Lei alzò la testa a guardalo e lui si spaventò nello scorgere la sua aria assente.
"Beckett, mi senti?". Era normale? Doveva preoccuparsi?
"Castle. Non posso", mormorò Kate, dopo averlo spaventato a morte fissando il vuoto con occhi vacui.
"Non puoi, che cosa?".
"Non posso partorire adesso". Gli spiegò articolando bene le parole, perché il messaggio gli fosse molto chiaro, come se fosse lui quello ottuso.
"Certo che puoi. Ti aiuto ad alzarti".
"Non mi stai prendendo sul serio. Non voglio alzarmi. Voglio andare a casa. Che cosa non capisci di queste frasi?"
Che adesso si mettesse a dar sfoggio di retorica era il colmo.
"Perché vuoi tornare a casa? Il bambino sta per nascere, qui in ospedale", le ricordò, sentendosi un po' idiota a sottolineare questa ovvietà. Non si era sognato che le si erano rotte le acque, no? Altrimenti che cosa ci facevano lì?
"No, ti sbagli".
Castle valutò se lasciarla lì e andare a chiamare qualcuno o se telefonare al centralino dell'ospedale, avvisando che c'era una donna in stato confusionale che vaneggiava in strada, potevano venire a prendersela?
"Kate...".
"No, Castle, lo so che pensi che sono irragionevole. Ma non lo sono. Io mi conosco. Non sono pronta a partorire adesso. Tutto qui. Quindi, per favore, andiamo via". Continuava a mantenere un tono controllato che lo atterriva.
Doveva darle un colpo in testa? Sarebbe servito?
"Non possiamo andare via, lo sai".
"Sì, invece. È semplice. Non è il momento, ci penseremo più avanti. Mi dispiace averti fatto venire qui per niente".
Adesso gli avrebbe offerto una tazza di tè? Delle tartine?
"Kate, non credo che sia una cosa che si possa scegliere, arrivati a questo punto...".
Aveva anche iniziato ad avere delle fitte dolorose regolari, se ne era accorto dalle smorfie che cercava di trattenere e dalla mano che si premeva sulla schiena. Dovevano andarsene da lì. Come?
Le scostò i capelli dal viso e le prese la testa tra le mani, mentre pensava a cosa dirle per sbloccare la situazione.
"Sei spaventata, lo so. Ma adesso ci alzeremo, entreremo, tu sarai molto coraggiosa come sempre e tra poco avremo il nostro bambino. Non vuoi vederlo?", cercò di essere il più persuasivo possibile, giocandosi la carta emotiva.
"Non posso. Non ce la faccio. Non sono capace", gli confessò con voce soffocata contro la sua spalla.
Ok, quindi il problema era questo. Era terrorizzata. Lo era anche lui.
"Certo che sei capace. Tu arresti i cattivi e li sbatti in prigione. Che cosa vuoi che sia un parto a confronto?" Che cosa ne sapeva lui, tra l'altro? Era un uomo. Che qualcuno venisse a salvarlo.
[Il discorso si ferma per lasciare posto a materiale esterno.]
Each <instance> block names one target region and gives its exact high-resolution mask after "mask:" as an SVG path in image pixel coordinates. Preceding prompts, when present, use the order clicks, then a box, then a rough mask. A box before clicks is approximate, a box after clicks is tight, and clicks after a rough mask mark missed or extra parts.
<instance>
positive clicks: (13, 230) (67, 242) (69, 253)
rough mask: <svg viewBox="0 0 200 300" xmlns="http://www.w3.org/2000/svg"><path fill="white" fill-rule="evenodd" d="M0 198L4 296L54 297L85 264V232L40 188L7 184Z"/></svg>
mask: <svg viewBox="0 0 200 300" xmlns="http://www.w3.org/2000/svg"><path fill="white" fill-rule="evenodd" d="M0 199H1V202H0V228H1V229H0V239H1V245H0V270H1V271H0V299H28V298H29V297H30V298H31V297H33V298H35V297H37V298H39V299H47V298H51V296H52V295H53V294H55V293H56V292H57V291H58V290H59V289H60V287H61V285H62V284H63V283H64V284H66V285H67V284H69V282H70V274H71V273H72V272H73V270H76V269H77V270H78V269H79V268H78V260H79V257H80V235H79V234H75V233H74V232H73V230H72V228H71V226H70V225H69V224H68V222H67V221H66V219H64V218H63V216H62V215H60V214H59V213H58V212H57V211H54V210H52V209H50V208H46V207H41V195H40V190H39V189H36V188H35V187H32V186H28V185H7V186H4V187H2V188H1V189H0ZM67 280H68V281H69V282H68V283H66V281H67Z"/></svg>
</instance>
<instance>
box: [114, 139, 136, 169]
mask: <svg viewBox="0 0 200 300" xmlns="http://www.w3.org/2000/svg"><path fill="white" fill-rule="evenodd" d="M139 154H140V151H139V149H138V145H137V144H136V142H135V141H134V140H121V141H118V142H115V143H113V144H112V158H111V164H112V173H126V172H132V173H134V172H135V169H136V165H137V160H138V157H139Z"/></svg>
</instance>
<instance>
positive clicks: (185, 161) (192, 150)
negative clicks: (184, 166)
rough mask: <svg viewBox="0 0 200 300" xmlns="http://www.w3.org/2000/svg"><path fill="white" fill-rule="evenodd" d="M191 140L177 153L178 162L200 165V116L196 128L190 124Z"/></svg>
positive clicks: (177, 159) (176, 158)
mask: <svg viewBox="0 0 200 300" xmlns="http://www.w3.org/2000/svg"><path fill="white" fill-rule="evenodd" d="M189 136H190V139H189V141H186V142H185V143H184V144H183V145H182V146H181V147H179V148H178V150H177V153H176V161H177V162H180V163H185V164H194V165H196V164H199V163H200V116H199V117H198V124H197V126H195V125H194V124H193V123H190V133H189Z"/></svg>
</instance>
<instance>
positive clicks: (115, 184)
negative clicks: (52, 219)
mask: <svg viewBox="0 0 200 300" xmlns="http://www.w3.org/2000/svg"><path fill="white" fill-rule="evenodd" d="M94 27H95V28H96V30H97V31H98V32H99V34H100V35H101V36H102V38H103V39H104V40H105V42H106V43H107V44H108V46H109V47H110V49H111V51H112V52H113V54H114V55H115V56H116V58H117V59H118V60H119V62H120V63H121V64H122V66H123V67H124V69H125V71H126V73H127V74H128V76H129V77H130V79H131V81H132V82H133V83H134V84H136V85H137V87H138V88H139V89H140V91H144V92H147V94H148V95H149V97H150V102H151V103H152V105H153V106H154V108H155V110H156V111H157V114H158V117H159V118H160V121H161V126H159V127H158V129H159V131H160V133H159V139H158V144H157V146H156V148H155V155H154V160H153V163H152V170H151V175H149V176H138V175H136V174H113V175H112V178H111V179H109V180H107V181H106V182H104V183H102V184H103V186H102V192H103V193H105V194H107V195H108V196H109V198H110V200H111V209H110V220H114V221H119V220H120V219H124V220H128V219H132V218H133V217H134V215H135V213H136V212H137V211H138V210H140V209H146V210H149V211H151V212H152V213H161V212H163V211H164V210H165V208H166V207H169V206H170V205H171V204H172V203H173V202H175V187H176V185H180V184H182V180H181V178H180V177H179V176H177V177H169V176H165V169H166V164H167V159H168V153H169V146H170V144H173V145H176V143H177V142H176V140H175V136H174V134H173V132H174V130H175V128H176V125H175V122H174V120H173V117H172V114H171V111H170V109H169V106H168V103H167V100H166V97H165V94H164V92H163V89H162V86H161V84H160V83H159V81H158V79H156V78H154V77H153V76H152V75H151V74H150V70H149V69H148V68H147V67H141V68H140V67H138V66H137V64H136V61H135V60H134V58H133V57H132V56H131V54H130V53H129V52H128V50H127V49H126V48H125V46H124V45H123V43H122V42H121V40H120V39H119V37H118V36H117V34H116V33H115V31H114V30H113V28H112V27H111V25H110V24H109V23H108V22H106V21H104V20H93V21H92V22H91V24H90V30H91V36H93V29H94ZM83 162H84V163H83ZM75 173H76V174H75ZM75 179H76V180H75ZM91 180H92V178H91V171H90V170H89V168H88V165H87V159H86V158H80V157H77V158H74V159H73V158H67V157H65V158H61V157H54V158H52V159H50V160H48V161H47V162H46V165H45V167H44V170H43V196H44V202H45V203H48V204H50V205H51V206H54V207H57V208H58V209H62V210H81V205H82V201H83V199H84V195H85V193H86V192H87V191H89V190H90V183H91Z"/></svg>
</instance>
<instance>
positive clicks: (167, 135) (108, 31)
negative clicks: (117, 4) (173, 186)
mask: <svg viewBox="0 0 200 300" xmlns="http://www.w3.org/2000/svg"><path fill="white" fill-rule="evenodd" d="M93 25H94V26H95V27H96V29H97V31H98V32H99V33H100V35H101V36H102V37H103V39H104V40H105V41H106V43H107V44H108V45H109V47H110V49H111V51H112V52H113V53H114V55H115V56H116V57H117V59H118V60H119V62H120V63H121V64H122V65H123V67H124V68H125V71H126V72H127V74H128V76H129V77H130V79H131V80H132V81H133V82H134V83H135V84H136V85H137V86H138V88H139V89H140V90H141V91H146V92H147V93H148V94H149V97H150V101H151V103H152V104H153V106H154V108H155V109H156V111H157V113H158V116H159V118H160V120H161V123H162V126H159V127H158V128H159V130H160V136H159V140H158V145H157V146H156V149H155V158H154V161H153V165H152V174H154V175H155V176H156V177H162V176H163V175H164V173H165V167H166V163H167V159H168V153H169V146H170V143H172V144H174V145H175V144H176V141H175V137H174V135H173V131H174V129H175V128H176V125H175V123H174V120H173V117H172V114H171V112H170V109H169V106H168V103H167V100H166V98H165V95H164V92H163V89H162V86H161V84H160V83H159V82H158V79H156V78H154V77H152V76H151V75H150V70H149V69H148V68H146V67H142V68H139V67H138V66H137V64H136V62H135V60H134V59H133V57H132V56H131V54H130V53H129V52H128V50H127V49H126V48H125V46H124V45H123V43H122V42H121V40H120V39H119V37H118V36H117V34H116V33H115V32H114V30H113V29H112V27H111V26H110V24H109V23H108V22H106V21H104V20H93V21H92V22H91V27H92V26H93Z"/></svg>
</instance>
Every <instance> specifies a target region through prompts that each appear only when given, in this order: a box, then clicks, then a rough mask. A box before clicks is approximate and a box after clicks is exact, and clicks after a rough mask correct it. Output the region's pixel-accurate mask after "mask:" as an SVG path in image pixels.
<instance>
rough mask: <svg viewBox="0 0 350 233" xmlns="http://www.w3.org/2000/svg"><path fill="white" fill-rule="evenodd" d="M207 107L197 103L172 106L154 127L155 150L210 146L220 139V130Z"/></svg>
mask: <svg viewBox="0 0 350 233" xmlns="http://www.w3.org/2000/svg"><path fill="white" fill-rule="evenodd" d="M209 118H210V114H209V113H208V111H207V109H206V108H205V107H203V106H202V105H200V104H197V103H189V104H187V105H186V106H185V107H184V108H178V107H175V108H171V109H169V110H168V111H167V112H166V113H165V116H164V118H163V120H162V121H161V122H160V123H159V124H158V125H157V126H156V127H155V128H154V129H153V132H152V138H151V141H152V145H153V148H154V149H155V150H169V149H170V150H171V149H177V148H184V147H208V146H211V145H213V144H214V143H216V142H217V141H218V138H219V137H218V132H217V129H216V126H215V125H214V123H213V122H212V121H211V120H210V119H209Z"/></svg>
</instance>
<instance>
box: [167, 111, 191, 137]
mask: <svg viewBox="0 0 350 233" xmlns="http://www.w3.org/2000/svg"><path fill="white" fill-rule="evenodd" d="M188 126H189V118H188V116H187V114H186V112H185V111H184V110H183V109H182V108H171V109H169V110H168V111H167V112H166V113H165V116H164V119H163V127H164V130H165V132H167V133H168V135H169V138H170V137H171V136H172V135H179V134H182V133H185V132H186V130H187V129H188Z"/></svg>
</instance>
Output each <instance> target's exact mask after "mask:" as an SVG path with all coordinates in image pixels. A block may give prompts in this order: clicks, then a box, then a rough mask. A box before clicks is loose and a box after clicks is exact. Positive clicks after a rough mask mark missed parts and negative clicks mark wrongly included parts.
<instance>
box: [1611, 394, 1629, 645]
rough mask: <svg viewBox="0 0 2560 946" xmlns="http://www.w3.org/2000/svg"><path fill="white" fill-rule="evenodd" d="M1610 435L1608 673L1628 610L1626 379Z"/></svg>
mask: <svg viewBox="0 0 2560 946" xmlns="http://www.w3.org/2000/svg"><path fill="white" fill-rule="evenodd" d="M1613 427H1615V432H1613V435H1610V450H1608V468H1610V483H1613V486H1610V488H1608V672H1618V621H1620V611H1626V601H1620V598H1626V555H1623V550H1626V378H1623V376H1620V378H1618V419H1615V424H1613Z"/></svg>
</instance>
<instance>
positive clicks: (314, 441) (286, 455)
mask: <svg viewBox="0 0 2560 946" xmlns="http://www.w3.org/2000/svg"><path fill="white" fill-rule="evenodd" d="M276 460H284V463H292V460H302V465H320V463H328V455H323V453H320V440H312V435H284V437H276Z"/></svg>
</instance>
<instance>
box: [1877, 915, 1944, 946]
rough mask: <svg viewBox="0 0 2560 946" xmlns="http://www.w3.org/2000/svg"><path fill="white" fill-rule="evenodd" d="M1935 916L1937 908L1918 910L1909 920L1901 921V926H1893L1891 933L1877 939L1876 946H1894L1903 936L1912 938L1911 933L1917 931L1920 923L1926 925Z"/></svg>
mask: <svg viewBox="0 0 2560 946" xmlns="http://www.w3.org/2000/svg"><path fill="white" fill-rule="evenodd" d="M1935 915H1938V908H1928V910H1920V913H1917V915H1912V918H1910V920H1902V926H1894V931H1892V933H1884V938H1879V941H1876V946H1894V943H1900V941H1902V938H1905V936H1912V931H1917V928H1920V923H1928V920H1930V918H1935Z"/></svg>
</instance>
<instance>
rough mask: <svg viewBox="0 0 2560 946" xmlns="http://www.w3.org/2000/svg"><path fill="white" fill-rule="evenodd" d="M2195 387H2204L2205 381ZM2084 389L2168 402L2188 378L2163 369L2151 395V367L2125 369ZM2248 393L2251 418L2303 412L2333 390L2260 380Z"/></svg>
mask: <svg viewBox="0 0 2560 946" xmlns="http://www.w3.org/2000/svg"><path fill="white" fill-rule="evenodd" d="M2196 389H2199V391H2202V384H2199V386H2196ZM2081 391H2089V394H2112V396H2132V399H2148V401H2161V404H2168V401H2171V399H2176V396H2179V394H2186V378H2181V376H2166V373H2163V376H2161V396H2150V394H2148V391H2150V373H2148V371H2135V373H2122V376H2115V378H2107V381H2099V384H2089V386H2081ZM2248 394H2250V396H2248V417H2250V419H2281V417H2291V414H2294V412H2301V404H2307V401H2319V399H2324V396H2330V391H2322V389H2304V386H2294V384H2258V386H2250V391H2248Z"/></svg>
"Portami a casa, per favore. Per favore". Lo stava supplicando, ormai.
Evidentemente, le sue tecniche non stavano avendo successo. Doveva tentare qualcosa d'altro.
"Kate, guardami". Aspettò di avere un contatto visivo. "Non posso portarti a casa. Devi alzarti subito e farlo nascere. Non si può fare diversamente. Fallo per me", ci riprovò con tono più fermo.
Farlo per lui? Da dove gli era venuta?
Con sua sorpresa, Kate sembrò miracolosamente convincersi e non provò più a opporsi, ma gli chiese soltanto: "Tu non te ne vai, vero?"
Dove voleva che andasse? A ubriacarsi al bar?
"No, certo che non me ne vado. Rimango finché mi vuoi".
"Fino alla fine".
Ok. Wow. Wow. Quindi aveva cambiato idea sul parto e lo voleva con lei. Adesso non sapeva chi dei due fosse meno pronto ad affrontare quello che sarebbe presto accaduto.